Le présentateur de Fox News Tucker Carlson, accusé par le New York Times de faire connaitre les thèses QAnon, avait en effet été l'un des premiers à dénoncer la campagne publicitaire de Balenciaga : "Il existe une théorie du complot selon laquelle il y aurait au sein de nos [élites] politiques et financières une sombre cabale de pédophiles usant de leur pouvoir pour masquer les crimes qu’ils commettent sur les enfants. Les gens pensent-ils ça ? Ça nous parait excentrique. Trop sombre et étrange pour être vrai. Bien sûr, nous ne faisons pas la promotion de cette idée. Cela étant, vous pouvez voir pourquoi les gens pourraient croire cela. Jeffrey Epstein par exemple. Epstein a continué à diner avec des chefs d’entreprise et des chefs d’État bien longtemps après avoir été arrêté suite à des viols commis sur mineurs. Pourquoi personne n’a-t-il rien dit ? Pourquoi les gens ont-ils continué à manger avec lui ? A minima, on peut en conclure, sur la base des preuves, qu’il y a une tolérance pour la pédophilie parmi certains membres les plus puissants de notre société. Une tolérance que vous ne trouveriez pas dans les familles issues de la classe moyenne." Et de condamner plus loin dans son intervention la campagne publicitaire de Balenciaga et le silence médiatique initial autour de cette affaire : "Si vous avez besoin de plus de preuves à ce sujet, regardez ce qui s’est passé avec Balenciaga. Cela nous a semblé être un gros sujet : ici, vous avez une des plus grandes marques de luxe à l’international qui promeut la pédopornographie et le sexe avec les enfants. Et ils ne le font pas subtilement mais ouvertement. Aucune société saine ne peut tolérer ça. […] La quasi-totalité des médias ont complètement ignoré la campagne publicitaire pédopornographique de Balenciaga."

Lotta Volkova, dommage collatéral ?

La polémique a également touché Lotta Volkova, une styliste d'origine russe qui a travaillé au côté de Demna Gvasalia pour Balanciaga jusqu'en 2018. Elle a été, à son tour, la cible des internautes, après avoir été accusée d’être derrière ces publicités. La cause du départ de flamme : ses posts Instagram dans lesquels figurent des images aux évocations satanistes ou sadomasochistes, parfois accompagnées d’enfants.
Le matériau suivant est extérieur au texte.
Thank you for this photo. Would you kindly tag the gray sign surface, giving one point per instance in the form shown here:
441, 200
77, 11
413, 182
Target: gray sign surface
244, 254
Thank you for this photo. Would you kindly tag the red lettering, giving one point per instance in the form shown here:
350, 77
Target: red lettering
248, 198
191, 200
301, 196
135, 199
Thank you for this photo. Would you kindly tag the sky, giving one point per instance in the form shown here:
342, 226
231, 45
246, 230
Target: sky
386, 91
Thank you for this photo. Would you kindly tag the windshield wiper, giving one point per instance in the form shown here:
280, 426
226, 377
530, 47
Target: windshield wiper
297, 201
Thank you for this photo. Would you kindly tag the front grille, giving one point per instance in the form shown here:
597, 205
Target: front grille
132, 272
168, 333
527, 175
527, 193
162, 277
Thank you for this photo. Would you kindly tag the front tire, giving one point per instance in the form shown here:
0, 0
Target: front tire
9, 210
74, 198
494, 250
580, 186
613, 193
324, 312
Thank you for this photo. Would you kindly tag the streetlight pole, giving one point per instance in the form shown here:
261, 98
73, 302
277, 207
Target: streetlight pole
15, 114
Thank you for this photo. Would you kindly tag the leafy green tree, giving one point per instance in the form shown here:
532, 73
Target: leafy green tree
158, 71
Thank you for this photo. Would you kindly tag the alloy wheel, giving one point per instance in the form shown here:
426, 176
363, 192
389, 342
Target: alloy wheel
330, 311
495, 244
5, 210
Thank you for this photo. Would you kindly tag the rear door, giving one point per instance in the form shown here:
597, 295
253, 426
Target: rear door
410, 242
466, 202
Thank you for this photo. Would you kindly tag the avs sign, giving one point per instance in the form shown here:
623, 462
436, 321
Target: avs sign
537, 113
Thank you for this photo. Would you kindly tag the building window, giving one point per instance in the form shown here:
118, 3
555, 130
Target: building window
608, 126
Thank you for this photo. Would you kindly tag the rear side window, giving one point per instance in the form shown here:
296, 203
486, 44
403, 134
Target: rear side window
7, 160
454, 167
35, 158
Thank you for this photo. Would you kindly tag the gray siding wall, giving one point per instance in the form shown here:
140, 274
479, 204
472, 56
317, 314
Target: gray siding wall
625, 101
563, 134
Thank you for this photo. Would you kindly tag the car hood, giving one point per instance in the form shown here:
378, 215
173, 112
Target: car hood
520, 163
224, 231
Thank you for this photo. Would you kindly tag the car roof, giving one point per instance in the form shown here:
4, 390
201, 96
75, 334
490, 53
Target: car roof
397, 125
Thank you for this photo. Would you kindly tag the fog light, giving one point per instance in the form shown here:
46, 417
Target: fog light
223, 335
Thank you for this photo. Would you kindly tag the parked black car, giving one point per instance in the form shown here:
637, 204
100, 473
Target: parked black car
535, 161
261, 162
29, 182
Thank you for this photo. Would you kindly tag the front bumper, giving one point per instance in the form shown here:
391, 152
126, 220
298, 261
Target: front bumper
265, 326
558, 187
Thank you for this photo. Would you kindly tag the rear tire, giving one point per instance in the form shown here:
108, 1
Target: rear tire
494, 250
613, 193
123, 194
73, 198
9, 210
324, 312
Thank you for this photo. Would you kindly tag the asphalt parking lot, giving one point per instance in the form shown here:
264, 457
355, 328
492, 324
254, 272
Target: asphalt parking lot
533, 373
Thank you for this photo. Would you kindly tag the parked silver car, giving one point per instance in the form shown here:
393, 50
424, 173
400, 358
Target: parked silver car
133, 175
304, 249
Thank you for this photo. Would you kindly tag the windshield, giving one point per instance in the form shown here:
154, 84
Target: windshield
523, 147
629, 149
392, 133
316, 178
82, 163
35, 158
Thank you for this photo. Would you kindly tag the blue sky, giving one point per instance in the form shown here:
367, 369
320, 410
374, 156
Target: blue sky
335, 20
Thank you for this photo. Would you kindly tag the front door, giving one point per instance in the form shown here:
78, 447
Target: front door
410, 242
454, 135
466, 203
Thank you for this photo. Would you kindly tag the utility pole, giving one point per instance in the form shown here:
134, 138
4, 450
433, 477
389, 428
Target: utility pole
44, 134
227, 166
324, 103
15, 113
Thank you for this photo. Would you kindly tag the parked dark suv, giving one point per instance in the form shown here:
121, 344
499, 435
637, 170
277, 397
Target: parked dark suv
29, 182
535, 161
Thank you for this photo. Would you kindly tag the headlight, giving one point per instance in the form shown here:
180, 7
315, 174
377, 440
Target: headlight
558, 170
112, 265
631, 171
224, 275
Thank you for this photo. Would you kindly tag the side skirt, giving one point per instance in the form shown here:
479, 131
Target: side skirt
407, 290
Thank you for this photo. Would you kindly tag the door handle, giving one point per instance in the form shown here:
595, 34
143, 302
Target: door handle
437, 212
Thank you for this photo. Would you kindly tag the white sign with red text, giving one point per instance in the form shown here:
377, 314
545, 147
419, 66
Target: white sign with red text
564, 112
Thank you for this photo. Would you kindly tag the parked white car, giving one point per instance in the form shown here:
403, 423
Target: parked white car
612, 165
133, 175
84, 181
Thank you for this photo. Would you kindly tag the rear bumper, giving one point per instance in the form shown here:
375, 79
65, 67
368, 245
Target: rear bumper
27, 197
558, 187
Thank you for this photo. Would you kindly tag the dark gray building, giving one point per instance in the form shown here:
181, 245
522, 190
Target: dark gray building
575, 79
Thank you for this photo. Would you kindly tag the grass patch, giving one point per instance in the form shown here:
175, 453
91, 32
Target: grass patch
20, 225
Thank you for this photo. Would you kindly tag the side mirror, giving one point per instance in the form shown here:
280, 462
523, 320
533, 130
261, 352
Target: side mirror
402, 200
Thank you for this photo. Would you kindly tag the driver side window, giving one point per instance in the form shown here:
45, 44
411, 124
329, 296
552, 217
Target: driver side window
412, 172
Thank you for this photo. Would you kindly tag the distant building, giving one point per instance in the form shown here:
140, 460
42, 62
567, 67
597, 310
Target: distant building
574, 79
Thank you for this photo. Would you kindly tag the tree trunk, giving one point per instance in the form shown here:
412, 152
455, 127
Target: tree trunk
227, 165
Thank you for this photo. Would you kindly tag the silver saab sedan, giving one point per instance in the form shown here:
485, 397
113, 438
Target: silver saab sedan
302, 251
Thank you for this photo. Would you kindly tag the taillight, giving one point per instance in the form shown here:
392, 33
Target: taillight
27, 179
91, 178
Après que les images aient été partagées sur Twitter, elle a vite verrouillé son profil Instagram.

De quoi pousser sa porte-parole à affirmer à Newsweek que “Lotta Volkova condamne la maltraitance des enfants sous toutes ses formes (...) Lotta Volkova n'a pas travaillé avec Balenciaga ou son équipe depuis 2018 et elle n'a en aucun cas participé aux récentes campagnes Instagram ou publicitaires de la marque".

Selon Reuters, la styliste a également été faussement représentée au travers d'une image dans laquelle figure une femme parée d'une robe rouge tenant dans ses bras deux poupées recouvertes d'une substance qui "s'apparente à du faux sang". La véritable personne sur cette photo serait un mannequin femme, dont l'identité n'est pas connue, ayant participé à la China Fashion Week de 2016.

Christie's, sous contrôle de François-Henri Pinault, mêlé à la polémique

Les internautes se sont également penchés sur le cas de la prestigieuse maison d'enchères Christie's, sous contrôle de la holding Artemis détenue par François-Henri Pinault, milliardaire français et président-directeur général du groupe Kering, qui possède la marque Balenciaga. Faisant le lien entre les deux sociétés par le biais de M. Pinault, ils ont rappelé que Christie's avait mis en vente aux enchères des "objets d'art" représentant des enfants avec des organes génitaux à la place de leur nez et de leur bouche, ce qui n'a pas manqué de susciter le "dégoût" des internautes. Le média américain Newsweek a tenu à rappeler qu'il n'y a aucun élément de preuve qui suggérerait que le milliardaire était au courant de cette vente sur le site Internet de Christie's.